1
votes

I have millions of documents stored in MongoDb, each one having 64 bit hash.

As an example:

0011101001110001001101110000101011010101101111101110110101011001 doc1 0111100111000011011011100001101010001110111100001101101100011111 doc2

and so on.

Now I would like to find all the documents that have hamming distance <= 5 in an efficient way, given the input that is dynamic, without querying all the results one by one.

There are few solutions I found:

A) pre filter the existing result set Hamming Distance / Similarity searches in a database have not given this go yet, seems interesting to say the least, but can't find any information in the internet how efficient this will be.

B) use some kind of metric-space solution (this involves having another separate structure to keep things in sync etc)

For the purpose of this question, I'd like to narrow it down a bit further, and know if it is possible to "exploit/hack" mongodb provided geospatial indexes. (https://docs.mongodb.com/manual/core/2dsphere/)

The geospatial indexes:

A) allow you to store GeoJSON objects (point, line, polygon)

B) query efficiently all the GeoJSON objects

C) support operations such as finding geojson objects with radius+point, as well geojson intersection between objects

If I could find a way how to map these 64bit hashes to latitude/longitude (OR maybe into polygons) in such way that similar hashes (hamming distance) are grouped more closer to each other, the geospatial index could work well maybe if I say: from this latitude and longitude point, give me all the binary strings in the radius of 5 (hamming distance), it could work?

the problem is I have no idea if any of this is even feasible.

really old question I found: https://groups.google.com/g/mongodb-user/c/lmlcugk2dFs?pli=1

1

1 Answers

0
votes

Hamming distance, when applied to binary data, can be considered a directed graph problem.

For 2 bit values, the first bit is the x coordinate, the second is y, and the hamming distance between any two points is the number of sides that must be traversed to move from one to the other.

For 3 bit values, the third bit is the z coordinate, and the points are the vertices of a cube.

For 4 bits, that is a tesseract, and much harder to visualize.

For 64 bits, each value would be one of the vertices on a "unit cube" in 64 dimensions.

Each point would have 64 neighbors with a hamming distance of exactly 1.

One possibibility is to trade a few extra gigabytes of storage for some performance in finding other points within the hamming distance.

Pre-calculate the hash values of the 64 immediate neighbors, regardless of whether they exist in the data set or not, and store those in an array in the document with the original hash. This might be quite a daunting task for already existing documents, but is a bit more manageable if done during the initial insert process.

You could then find all documents whose hashes are within a hamming distance of 5 using the $graphLookup aggregation stage.

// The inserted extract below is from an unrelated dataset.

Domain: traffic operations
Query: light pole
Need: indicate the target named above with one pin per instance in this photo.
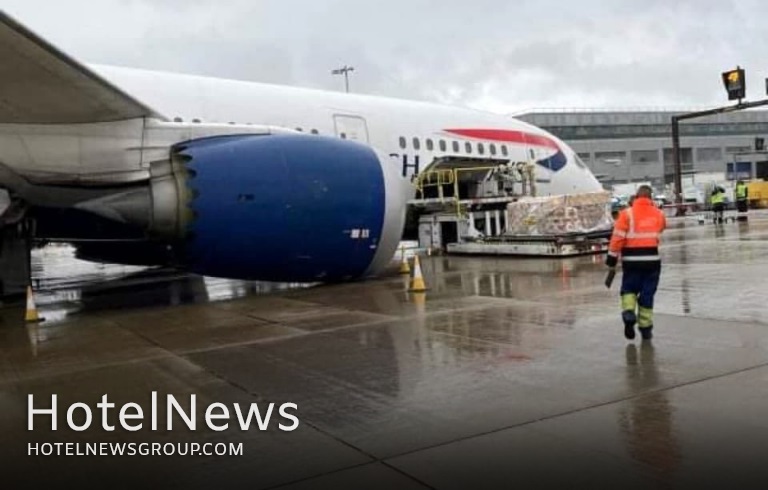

If the hash is stored in a field named hashField and the hashes that are a distance of 1 are in a field named neighbors, that might look something like:

db.collectionName.aggregate([
    {$match: {<match criteria to select starting hash>}},
    {$graphLookup: {
        from: "collectionName",
        startsWith: "$neighbors",
        connectFromField: "neighbors",
        connectToField: "hashField",
        as: "closehashes",
        maxDepth: 5,
        depthField: "distance"
    }}
])

This would benefit greatly from an index on {hashField: 1}.